The man who oversees the police presence downtown is First Precinct Inspector Rob Allen. Allen thinks opera or classical music, used the right way, can prevent crime because he's seen it work. He says Minneapolis Police employed the strategy years ago when Block E was just a large piece of pavement.

"I used to work in that parking lot doing security as an extra job," says Allen, "and I like classical music. But after awhile it drove me crazy. So from that perspective, it seems to work. And we certainly, once we started putting music up, seemed to have fewer problems from people congregating and causing problems there."

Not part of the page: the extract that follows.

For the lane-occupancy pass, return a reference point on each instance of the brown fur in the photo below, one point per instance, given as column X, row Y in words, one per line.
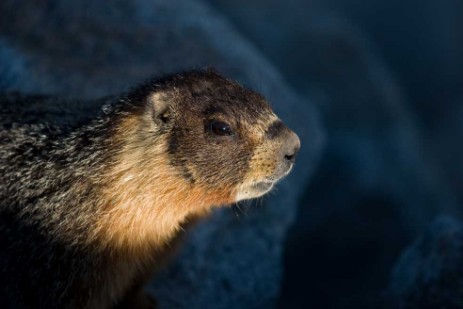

Some say all the music does is move potential crime from one part of the street to another a few blocks away. Allen rejects that notion. He says the reason people gather on one particular block is usually unique, and when something causes them to move, they tend to move to an entirely different place.

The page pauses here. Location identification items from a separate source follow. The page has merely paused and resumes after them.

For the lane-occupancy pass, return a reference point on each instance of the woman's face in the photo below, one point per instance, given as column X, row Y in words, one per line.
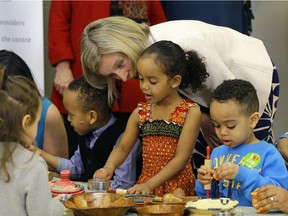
column 116, row 65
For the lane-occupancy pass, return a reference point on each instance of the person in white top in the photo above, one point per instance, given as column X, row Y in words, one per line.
column 24, row 188
column 110, row 49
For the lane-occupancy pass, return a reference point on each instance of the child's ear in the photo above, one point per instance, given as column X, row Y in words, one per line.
column 92, row 117
column 175, row 81
column 26, row 121
column 254, row 118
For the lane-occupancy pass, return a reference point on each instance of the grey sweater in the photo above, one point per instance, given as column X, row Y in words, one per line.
column 27, row 192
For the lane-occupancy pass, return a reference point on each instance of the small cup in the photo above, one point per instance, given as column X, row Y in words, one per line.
column 98, row 185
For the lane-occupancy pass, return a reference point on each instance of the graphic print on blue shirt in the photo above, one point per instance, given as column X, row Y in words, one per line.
column 259, row 164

"Displacement is the term we use in policing to describe crime moving from one place to another," Allen says, "and displacement typically occurs in a matter of miles, not in a matter of blocks."

Using classical or opera music to prevent loitering isn't new. It's been played in tube stations in London, abandoned buildings in West Palm Beach, Florida and in 7-11 convenience stores across North America.

Surveillance camera
GameWorks pipes opera music through this speaker to deter loitering outside its doors.
MPR Photo/Chris Roberts

That's where the city of Duncan, British Columbia got the idea. Duncan City Administrator Paul Douville says a park that surrounds its train station became a gathering spot for misbehaving teens, and property crimes started to rise. Douville says the city decided to erect poles with speakers and play classical music around the clock. He believes it's had a calming effect on the kids.

"The youth tend to not be as high-strung as when a ghetto blaster is going, with real high-tempo rock and roll music," Douville observes. "They just don't seem to have the same attitudes in the park as they used to."

Douville says some of the teens have vacated the park entirely. He's learned anecdotally that those who have stayed don't mind listening to the likes of Mozart and Beethoven.

"They seem to be getting an appreciation for the kind of music," he says, "yet their behavior hasn't gone back to the bad behavior that they were exhibiting before."

Douville says the music is just loud enough to be heard but isn't overbearing. In the year since the city started the practice, he says there's been a noticeable drop in graffitti, vandalism, and bad behavior.

Douville isn't sure whether that's because of the music, or the surveillance cameras that were also installed in the park, but he's not about to experiment. He says he knows if he took away the music, the classical buffs who board the buses nearby would complain.